22) You have collected data on individuals and their attributes. Consequently you have generated several
binary variables, which take on a value of “1” if the individual has that characteristic and are “0”
otherwise. One example is the binary variable DMarr which is “1” for married individuals and “0” for non–
married variables. If you run the following regression:
ahei= β0 + β1×educi + β2×DMarri + ui
a. What is the interpretation for β2?
b. You are interested in directly observing the effect that being non–married (“single”) has on earnings,
controlling for years of education. Instead of recording all observations such that they are “1” for a not
married individual and “0” for a married person, how can you generate such a variable (DSingle) through
a simple command in your regression program?

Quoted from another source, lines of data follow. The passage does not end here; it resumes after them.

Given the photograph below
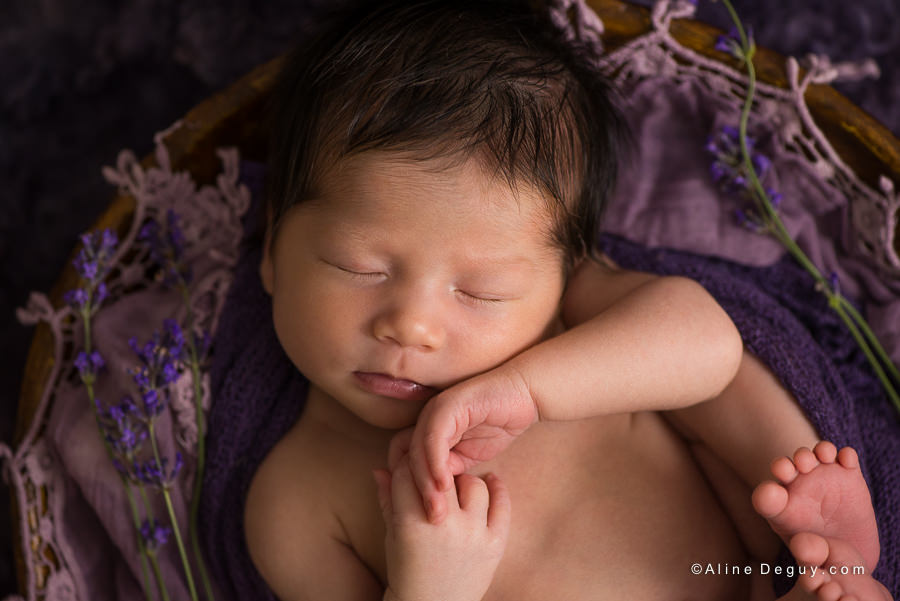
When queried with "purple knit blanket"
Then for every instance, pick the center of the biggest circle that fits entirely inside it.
(258, 394)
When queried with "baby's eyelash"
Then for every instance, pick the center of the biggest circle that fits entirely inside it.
(360, 274)
(479, 299)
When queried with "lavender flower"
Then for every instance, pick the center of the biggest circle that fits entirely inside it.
(161, 359)
(154, 534)
(123, 429)
(154, 473)
(167, 243)
(92, 263)
(729, 171)
(89, 365)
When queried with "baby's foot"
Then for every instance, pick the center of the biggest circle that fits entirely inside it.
(839, 575)
(822, 492)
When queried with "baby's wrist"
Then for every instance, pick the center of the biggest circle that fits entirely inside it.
(524, 394)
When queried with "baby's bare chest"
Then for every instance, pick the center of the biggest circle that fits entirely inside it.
(613, 507)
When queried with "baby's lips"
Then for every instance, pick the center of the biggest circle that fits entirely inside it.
(397, 388)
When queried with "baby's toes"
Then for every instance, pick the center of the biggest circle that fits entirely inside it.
(848, 458)
(825, 451)
(784, 470)
(805, 460)
(769, 499)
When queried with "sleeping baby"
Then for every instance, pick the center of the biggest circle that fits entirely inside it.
(495, 409)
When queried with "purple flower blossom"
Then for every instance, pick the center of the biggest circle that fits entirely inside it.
(732, 175)
(123, 429)
(166, 244)
(155, 473)
(89, 365)
(835, 283)
(154, 535)
(161, 358)
(92, 263)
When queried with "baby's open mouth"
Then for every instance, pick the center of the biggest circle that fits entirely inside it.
(397, 388)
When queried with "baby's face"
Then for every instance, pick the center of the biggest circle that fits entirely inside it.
(406, 278)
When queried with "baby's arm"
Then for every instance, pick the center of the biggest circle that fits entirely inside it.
(637, 342)
(634, 342)
(451, 561)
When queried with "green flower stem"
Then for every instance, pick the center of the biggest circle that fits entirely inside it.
(867, 332)
(860, 340)
(159, 579)
(148, 511)
(135, 515)
(857, 325)
(201, 444)
(175, 529)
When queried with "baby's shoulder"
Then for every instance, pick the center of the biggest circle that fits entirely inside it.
(287, 521)
(597, 284)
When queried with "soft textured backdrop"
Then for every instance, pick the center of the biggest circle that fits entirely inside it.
(80, 80)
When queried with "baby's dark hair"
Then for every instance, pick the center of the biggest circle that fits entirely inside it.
(491, 80)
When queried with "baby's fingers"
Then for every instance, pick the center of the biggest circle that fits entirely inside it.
(433, 500)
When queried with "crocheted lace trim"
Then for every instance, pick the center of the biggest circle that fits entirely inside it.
(211, 220)
(211, 217)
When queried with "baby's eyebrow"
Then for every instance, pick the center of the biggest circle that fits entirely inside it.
(506, 262)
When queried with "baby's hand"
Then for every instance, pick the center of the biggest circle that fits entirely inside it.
(452, 561)
(462, 426)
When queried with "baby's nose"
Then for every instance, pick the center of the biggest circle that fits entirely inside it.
(411, 323)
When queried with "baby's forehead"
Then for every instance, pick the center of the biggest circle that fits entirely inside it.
(358, 187)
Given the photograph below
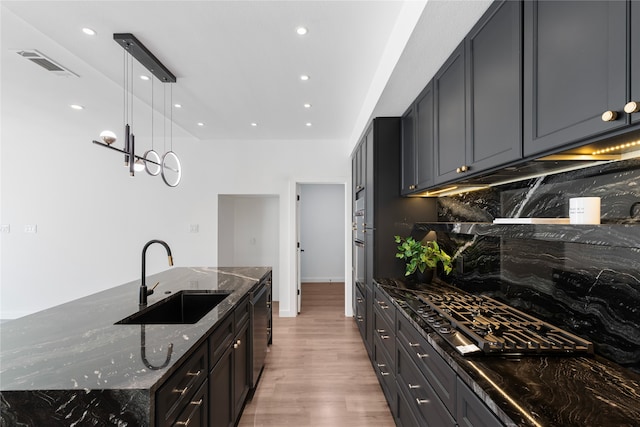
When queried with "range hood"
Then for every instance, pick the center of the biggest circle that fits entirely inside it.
(621, 147)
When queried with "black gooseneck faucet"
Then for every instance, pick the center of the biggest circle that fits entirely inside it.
(144, 292)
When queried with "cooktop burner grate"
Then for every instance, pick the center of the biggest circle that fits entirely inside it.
(475, 324)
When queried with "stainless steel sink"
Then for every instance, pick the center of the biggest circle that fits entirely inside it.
(183, 307)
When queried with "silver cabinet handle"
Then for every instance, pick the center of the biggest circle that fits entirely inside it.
(609, 116)
(632, 107)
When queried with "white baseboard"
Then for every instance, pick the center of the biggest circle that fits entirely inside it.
(321, 279)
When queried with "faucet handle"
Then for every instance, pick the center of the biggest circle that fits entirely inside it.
(150, 291)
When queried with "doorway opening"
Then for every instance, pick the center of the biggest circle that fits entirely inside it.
(320, 237)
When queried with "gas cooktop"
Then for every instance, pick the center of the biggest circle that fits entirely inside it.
(475, 324)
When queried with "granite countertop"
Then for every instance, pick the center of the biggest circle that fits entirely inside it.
(540, 391)
(77, 346)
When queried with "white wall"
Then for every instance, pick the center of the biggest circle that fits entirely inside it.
(322, 233)
(248, 233)
(93, 219)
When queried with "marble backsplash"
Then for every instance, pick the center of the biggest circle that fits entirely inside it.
(592, 290)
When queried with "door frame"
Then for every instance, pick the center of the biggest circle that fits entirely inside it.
(294, 234)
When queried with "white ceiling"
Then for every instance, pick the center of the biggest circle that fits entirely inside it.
(236, 62)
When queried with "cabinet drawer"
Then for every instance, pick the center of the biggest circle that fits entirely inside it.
(439, 374)
(360, 315)
(175, 393)
(472, 412)
(195, 413)
(241, 313)
(220, 340)
(383, 332)
(383, 302)
(385, 371)
(421, 397)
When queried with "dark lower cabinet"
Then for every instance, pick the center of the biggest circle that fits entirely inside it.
(229, 379)
(422, 399)
(421, 388)
(196, 413)
(241, 357)
(174, 398)
(360, 313)
(221, 402)
(471, 412)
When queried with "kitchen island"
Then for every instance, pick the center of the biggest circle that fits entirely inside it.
(72, 365)
(526, 390)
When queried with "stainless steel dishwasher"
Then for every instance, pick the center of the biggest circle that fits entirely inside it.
(260, 310)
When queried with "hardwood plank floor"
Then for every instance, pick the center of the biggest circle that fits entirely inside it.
(317, 372)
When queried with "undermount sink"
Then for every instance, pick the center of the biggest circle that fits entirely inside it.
(184, 307)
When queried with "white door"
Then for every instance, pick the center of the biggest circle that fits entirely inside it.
(298, 249)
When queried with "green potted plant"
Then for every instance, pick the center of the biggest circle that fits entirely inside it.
(420, 256)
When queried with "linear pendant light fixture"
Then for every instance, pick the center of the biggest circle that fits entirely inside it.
(169, 165)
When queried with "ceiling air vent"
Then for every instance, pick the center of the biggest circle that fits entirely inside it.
(46, 63)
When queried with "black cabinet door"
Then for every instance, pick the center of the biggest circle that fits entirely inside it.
(574, 70)
(450, 132)
(494, 51)
(634, 37)
(241, 357)
(424, 138)
(221, 403)
(408, 157)
(470, 411)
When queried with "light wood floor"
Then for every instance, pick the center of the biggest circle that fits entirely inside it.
(318, 372)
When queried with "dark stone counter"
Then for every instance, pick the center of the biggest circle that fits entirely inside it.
(538, 391)
(73, 360)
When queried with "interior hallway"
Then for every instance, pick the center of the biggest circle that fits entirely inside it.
(318, 372)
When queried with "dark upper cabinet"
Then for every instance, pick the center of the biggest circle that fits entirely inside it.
(634, 37)
(494, 84)
(417, 144)
(408, 143)
(574, 71)
(450, 117)
(359, 168)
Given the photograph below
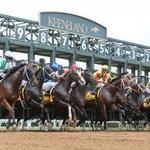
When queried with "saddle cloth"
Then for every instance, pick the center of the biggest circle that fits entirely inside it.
(48, 98)
(90, 96)
(146, 102)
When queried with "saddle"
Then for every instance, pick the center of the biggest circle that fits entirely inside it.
(90, 95)
(146, 102)
(48, 98)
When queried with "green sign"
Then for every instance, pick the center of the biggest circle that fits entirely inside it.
(72, 23)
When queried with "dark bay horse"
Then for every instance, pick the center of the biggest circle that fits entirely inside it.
(9, 88)
(32, 95)
(135, 110)
(77, 96)
(62, 105)
(106, 98)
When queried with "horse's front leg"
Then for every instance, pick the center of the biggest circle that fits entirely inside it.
(103, 115)
(6, 105)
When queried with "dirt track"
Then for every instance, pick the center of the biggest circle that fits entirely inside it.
(75, 140)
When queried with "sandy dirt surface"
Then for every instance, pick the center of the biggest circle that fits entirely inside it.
(75, 140)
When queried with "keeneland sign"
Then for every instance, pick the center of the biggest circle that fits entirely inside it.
(72, 23)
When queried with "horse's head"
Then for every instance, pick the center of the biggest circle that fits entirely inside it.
(88, 77)
(44, 73)
(29, 74)
(74, 76)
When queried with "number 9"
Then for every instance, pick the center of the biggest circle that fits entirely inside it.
(20, 32)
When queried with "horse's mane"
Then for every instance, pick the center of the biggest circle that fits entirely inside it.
(119, 76)
(14, 69)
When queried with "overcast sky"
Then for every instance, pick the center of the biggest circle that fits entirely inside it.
(125, 19)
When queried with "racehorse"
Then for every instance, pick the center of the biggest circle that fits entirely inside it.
(135, 110)
(32, 96)
(106, 98)
(61, 95)
(77, 96)
(9, 88)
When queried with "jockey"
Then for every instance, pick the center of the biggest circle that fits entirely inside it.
(7, 63)
(147, 89)
(102, 76)
(51, 83)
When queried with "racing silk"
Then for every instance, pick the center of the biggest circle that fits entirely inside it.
(102, 77)
(97, 75)
(2, 63)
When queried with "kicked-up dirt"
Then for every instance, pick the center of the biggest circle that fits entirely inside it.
(97, 140)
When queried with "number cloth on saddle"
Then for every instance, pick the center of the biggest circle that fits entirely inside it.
(48, 98)
(146, 102)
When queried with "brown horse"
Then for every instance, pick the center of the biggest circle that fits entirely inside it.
(9, 88)
(62, 105)
(32, 97)
(106, 98)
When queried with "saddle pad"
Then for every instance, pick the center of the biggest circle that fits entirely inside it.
(48, 98)
(90, 96)
(146, 102)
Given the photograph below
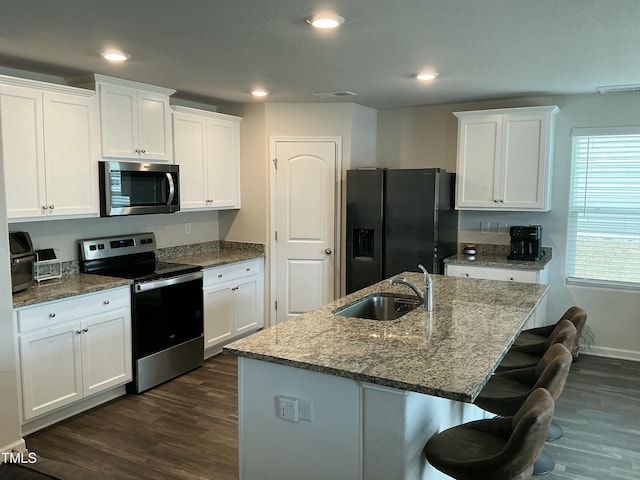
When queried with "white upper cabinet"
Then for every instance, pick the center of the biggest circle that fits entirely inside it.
(50, 147)
(135, 119)
(505, 159)
(207, 149)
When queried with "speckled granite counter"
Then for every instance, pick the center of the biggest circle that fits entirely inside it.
(449, 353)
(67, 286)
(496, 256)
(227, 252)
(72, 283)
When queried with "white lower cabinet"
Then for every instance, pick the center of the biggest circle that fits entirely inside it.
(71, 349)
(539, 316)
(233, 301)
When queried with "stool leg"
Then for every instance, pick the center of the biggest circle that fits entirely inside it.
(544, 464)
(555, 432)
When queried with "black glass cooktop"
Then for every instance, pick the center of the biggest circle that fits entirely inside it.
(148, 270)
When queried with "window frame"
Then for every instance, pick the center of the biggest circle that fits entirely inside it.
(573, 229)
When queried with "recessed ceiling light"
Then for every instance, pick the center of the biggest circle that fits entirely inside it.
(259, 92)
(425, 76)
(115, 56)
(325, 21)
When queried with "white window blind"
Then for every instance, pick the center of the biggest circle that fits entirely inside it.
(604, 212)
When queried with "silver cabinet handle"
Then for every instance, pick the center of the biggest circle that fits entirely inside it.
(172, 187)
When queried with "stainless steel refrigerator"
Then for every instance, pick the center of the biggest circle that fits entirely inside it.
(396, 219)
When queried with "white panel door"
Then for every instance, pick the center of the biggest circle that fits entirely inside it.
(154, 127)
(71, 145)
(523, 177)
(245, 305)
(22, 144)
(478, 179)
(51, 368)
(305, 219)
(106, 351)
(119, 121)
(218, 314)
(189, 148)
(224, 165)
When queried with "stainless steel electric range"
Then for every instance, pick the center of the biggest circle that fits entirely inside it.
(166, 305)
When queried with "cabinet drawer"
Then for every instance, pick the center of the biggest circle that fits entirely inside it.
(233, 271)
(488, 273)
(57, 312)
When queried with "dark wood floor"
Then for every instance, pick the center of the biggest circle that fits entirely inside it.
(187, 428)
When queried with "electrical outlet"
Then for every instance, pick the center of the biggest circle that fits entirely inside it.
(305, 410)
(288, 409)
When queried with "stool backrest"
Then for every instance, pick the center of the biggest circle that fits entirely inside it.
(530, 427)
(553, 369)
(565, 333)
(578, 317)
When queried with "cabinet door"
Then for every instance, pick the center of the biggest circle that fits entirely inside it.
(154, 127)
(51, 368)
(479, 157)
(488, 273)
(118, 121)
(23, 151)
(218, 314)
(223, 168)
(106, 351)
(524, 178)
(247, 311)
(189, 144)
(71, 156)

23) Consider the following earnings function:
ahei= β0 + β1×DFemmei + β2×educi+…+ ui
versus the alternative specification
ahei= γ0 × DMale + γ1×DFemmei + γ2×educi+…+ ui
where ahe is average hourly earnings, DFemme is a binary variable which takes on the value of “1” if the
individual is a female and is “0″ otherwise, educ measures the years of education, and DMale is a binary
variable which takes on the value of “1” if the individual is a male and is “0” otherwise. There may be
additional explanatory variables in the equation.
a. How do the βs and γs compare? Putting it differently, having estimated the coefficients in the first
equation, can you derive the coefficients in the second equation without re–estimating the regression?
b. Will the goodness of fit measures, such as the regression R2, differ between the two equations?
c. What is the reason why economists typically prefer the second specification over the first?